Investigate buffer_mapping contention issue from 2021-11-22 incident
We had a database incident that caused an severity1 outage in gitlab-com/gl-infra/production#5952 (closed).
This issue attempts to discuss possible theories and track reproduction steps/experiments for that issue.
Participants
Below is a list of team members who will be participating in this investigation and identification of root cause.

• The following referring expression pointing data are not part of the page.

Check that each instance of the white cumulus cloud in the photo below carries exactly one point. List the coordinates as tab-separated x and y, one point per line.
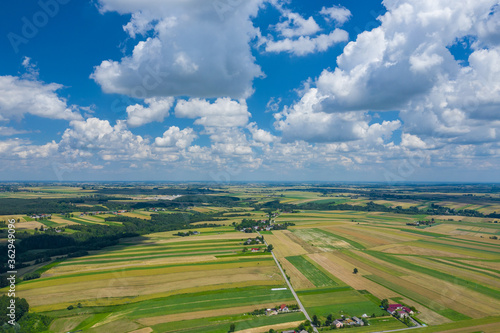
189	48
157	110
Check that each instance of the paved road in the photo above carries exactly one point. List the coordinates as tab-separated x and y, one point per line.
400	329
290	286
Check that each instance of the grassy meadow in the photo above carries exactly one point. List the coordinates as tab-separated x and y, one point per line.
160	282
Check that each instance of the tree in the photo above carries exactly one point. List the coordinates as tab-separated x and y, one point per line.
315	320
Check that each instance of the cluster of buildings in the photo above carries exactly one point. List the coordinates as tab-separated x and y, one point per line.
114	212
283	308
399	310
40	216
345	321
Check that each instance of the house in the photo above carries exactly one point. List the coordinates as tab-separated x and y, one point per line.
358	321
393	307
407	310
402	314
284	308
399	309
271	312
349	321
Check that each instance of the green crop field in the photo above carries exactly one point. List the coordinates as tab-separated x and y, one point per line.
312	273
343	262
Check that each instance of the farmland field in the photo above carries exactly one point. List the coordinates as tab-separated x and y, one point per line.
208	274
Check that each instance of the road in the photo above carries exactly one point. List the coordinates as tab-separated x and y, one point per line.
290	286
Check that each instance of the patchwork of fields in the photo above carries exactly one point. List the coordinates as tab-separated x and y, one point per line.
160	282
164	283
448	276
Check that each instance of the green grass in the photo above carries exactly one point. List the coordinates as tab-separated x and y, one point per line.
125	269
221	324
423	233
328	234
200	301
439	275
322	290
347	309
311	272
49	223
422	300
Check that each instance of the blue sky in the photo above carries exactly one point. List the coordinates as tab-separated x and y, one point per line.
226	90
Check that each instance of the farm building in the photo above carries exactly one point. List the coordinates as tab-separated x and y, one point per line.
284	308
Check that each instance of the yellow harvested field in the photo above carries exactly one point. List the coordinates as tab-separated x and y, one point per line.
320	242
416	250
143	330
342	269
122	325
67	324
62	270
145	272
268	327
465	272
92	291
426	315
390	235
414	282
358	233
283	245
124	300
485	264
226	235
460	299
297	279
29	225
486	328
149	321
15	217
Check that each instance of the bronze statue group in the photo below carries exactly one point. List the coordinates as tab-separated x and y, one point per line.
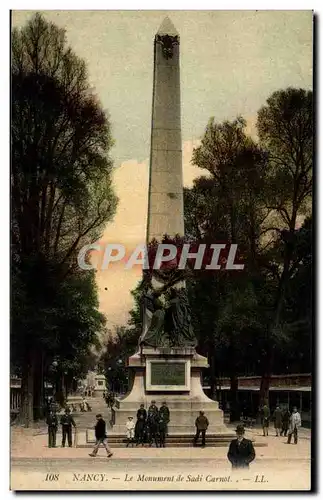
151	427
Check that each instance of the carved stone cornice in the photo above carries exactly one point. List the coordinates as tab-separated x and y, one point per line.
167	43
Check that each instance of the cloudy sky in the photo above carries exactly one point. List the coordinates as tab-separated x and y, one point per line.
231	61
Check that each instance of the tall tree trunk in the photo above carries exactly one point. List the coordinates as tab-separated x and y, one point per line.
27	390
38	397
234	405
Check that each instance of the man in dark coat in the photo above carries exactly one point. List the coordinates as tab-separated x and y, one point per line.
265	417
241	451
140	425
152	424
52	423
201	424
67	421
153	408
277	418
101	437
162	431
285	422
164	414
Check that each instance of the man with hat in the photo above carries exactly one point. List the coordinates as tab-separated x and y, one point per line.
201	424
241	451
153	408
164	415
67	421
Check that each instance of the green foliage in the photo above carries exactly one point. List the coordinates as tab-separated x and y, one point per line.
62	199
121	344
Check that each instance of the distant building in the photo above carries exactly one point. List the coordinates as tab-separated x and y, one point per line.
286	390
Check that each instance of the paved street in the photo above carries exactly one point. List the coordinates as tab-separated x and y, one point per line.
277	466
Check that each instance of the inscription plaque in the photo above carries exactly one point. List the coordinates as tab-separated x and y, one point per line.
168	374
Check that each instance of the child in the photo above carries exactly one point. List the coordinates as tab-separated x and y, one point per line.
130	426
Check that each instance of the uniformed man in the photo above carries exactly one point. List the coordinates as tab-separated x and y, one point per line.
67	421
140	425
153	408
241	451
164	415
52	423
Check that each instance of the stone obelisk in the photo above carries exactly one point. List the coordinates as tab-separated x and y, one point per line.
165	198
171	375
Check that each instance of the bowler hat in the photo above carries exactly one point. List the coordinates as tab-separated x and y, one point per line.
240	429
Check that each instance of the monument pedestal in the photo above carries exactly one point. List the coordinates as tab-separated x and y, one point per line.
174	376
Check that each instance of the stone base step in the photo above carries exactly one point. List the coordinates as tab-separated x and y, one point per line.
210	443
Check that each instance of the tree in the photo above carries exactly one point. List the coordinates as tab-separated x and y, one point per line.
62	194
121	344
285	128
228	206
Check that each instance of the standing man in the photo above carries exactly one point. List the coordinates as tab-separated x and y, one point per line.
241	451
140	425
294	424
153	408
162	431
285	422
67	421
265	419
164	415
277	416
52	423
152	426
101	437
201	424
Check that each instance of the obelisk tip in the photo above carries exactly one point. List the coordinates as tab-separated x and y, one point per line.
167	28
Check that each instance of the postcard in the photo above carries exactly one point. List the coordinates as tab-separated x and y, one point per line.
161	250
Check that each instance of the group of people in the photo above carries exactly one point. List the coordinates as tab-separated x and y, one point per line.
67	423
150	427
109	398
285	423
241	451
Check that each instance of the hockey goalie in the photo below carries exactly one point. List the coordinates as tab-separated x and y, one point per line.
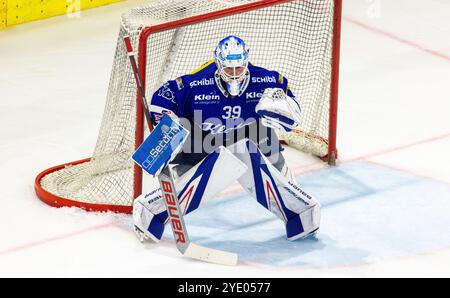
232	109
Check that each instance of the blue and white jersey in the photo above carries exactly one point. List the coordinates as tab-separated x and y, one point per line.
201	98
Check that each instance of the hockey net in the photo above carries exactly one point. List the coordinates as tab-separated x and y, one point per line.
173	37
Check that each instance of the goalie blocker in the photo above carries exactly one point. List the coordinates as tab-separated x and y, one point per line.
243	161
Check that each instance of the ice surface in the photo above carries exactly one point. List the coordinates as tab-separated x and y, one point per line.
386	207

| role | name | region | notes |
|---|---|---|---|
| Management lead | @shampton | AMER | DRI of overall effort. Provide updates in R&S standup, etc. |
| Development lead | @grzesiek | EMEA | Investigate technical root cause |
| Development lead | @stanhu | AMER | Investigate technical root cause |
| Development lead | @engwan | APAC | Investigate technical root cause |
| Development lead | @abrandl | EMEA | Investigate technical root cause. Andreas is evaluating the extent of his involvement with his manager. |
| 2021-11-25 R&S standup update | @grzesiek | EMEA | |
| 2021-11-30 R&S standup update | @cdu1 | AMER | |
| 2021-12-02 R&S standup update | @alexives | AMER | |
| after 2021-12-02 R&S standup updates | @shampton | AMER |
Summary
- Many old rows in
ci_job_artifactswere deleted, but since there are over 1.4 billion rows in that table, the autovacuum threshold (7+ million rows) was not reached. As a result, there were a lot of dead tuples with lowjob_idvalues. - These old rows need to be scanned when the query planner calculates
min(job_id). - We now understand why the excessive buffer read only happens to replicas. When planning a
min(job_id)query on primaries, the primary opportunistically marks dead tuples with aLP_DEADhint bit. This significantly reduces future buffer reads, but these hint bits are ignored by replicas at the moment. There is a PostgreSQL patch in review that should fix this, but the earliest it could land is PostgreSQL 15. - Based on the analysis above, an index vacuum would avoid the excessive buffer read.
- Suggested corrective actions -
- Short term: Lower the autovacuum thresholds for
ci_job_artifactstable: https://gitlab.com/gitlab-com/gl-infra/infrastructure/-/issues/14723 - Short term: Improve our observability with pgwatch2: https://gitlab.com/gitlab-com/gl-infra/infrastructure/-/issues/13891#note_741922183
- Mid/Long term: Partition big CI tables (related links below)
- Draft: Add the CI/CD data time-decay blueprint - !70052 (merged)
- Reduce tables sizes to < 100 GB per physical table - &6211
- Mid/Long term: Review autovacuum strategy for all types of tables holistically: #346980 (moved)
- Short term: Lower the autovacuum thresholds for
Edited by Alex Ives